Guillaume Kasbarian est sympathique et courageux, mais sur ce point, je ne le comprends pas. Il a récemment défendu avec panache l’alignement du régime des jours de carence de la fonction publique sur celui du privé.
Or une telle mesure, qui s’impose pour des raisons de d’économie et de justice, serait inacceptable par la gauche dans le cadre d’un pacte de non censure et plus encore en cas de participation au gouvernement !
Les concessions à faire à la gauche dans le cadre d’un contrat de non censure, et plus encore dans celui d’un contrat de gouvernement, empêcheraient de mener une politique répondant aux grandes urgences du moment : équilibre des comptes, sécurité, immigration, réforme de l’État, allégement des normes, réindustrialisation.
En l’absence de projet de loi de finances (PLF) et de projet de loi de financement de la Sécurité sociale (PLFSS), une loi spéciale a été présentée pour « assurer la continuité de la vie nationale » et la « levée de l’impôt ». Est-ce une première sous la Ve République ?
Ce n’est pas une première. Une loi spéciale avait déjà été présentée en 1979. Mais le contexte politique n’était pas aussi agité qu’aujourd’hui. Le Conseil constitutionnel ayant -pour des raisons procédurales – annulé, à Noël, le projet de loi de finances pour 1980, le Parlement vota consensuellement un texte se contentant de reconduire les impositions existantes et d’autoriser l’emprunt. Au début de l’année 1980, une loi de finances fut adoptée en bonne et due forme.
Depuis le 1er août 2001, nous avons une loi organique sur les finances publiques qui encadre la conduite à tenir en cas d’accident budgétaire. Elle dispose que, lorsque le gouvernement n’a pas déposé « en temps utile » une loi de finances pour qu’elle soit promulguée avant le 31 décembre, il peut présenter une « loi spéciale » qui autorise la perception des impositions existantes. C’est prévu par l’article 45 (2°) de cette loi organique. Mais nous ne sommes pas complètement dans ce cas de figure puisque le PLF ainsi que le PLFSS ont été déposés en octobre, donc en temps utile.

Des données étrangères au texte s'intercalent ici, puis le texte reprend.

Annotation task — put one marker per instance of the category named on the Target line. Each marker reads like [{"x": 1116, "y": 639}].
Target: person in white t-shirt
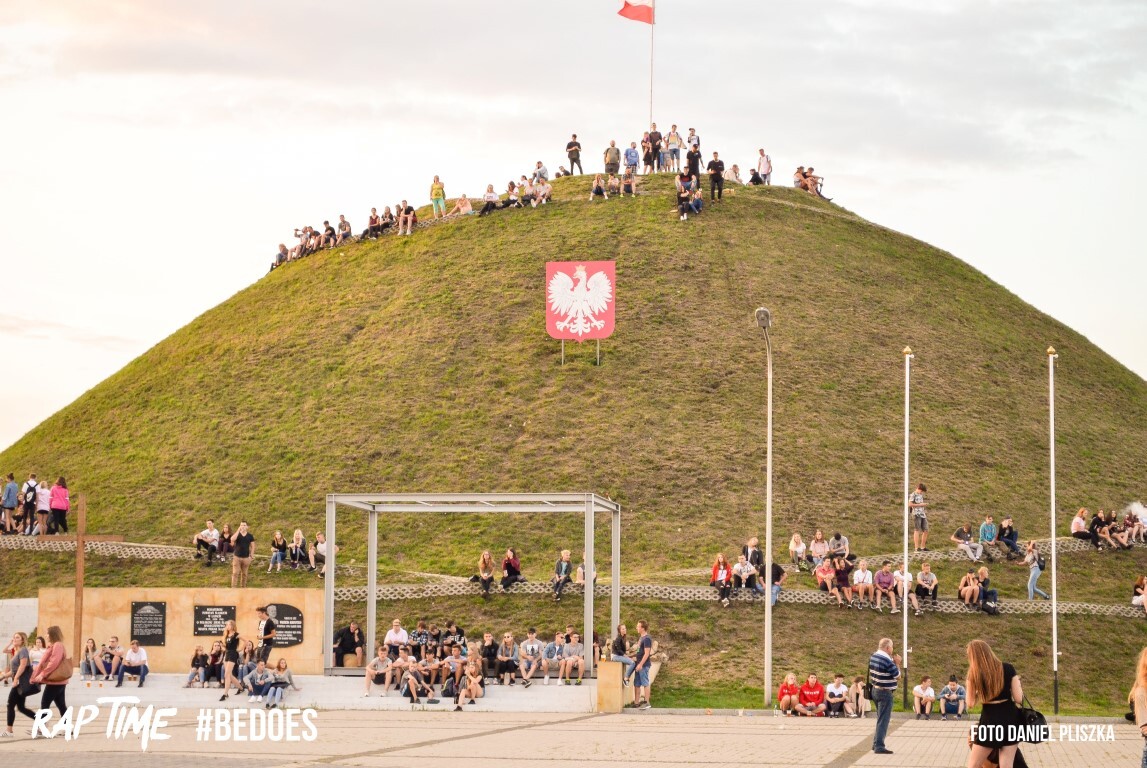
[
  {"x": 134, "y": 663},
  {"x": 207, "y": 539},
  {"x": 903, "y": 577},
  {"x": 861, "y": 586},
  {"x": 922, "y": 698},
  {"x": 836, "y": 698}
]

En réalité, nous sommes dans une situation que ni la Constitution, ni la loi organique n’ont prévues. Les événements politiques sont tels qu’on ne peut ni promulguer le Budget 2025 et celui de la sécurité sociale avant le 31 décembre.
Ainsi, nous ne devons pas nous fonder sur la loi organique, mais, comme en 1979, sur un principe général qui est qu’il faut à tout prix assurer la continuité de l’État. Pour ce faire, il faut qu’on ait promulgué avant le 31 décembre une loi autorisant la perception des impositions existantes et les emprunts de l’État et de l’ACOSS (la sécurité sociale).
La loi spéciale a été examinée le 11 décembre en Conseil des ministres et examinée la veille par le Conseil d’État. Elle n’est pas une simple formalité, car elle soulève des problèmes inédits. Un gouvernement démissionnaire peut-il la déposer ? Le Conseil d’État a estimé que oui. Peut-elle être amendée ? La commission des finances a estimé que oui, ce qui est contestable.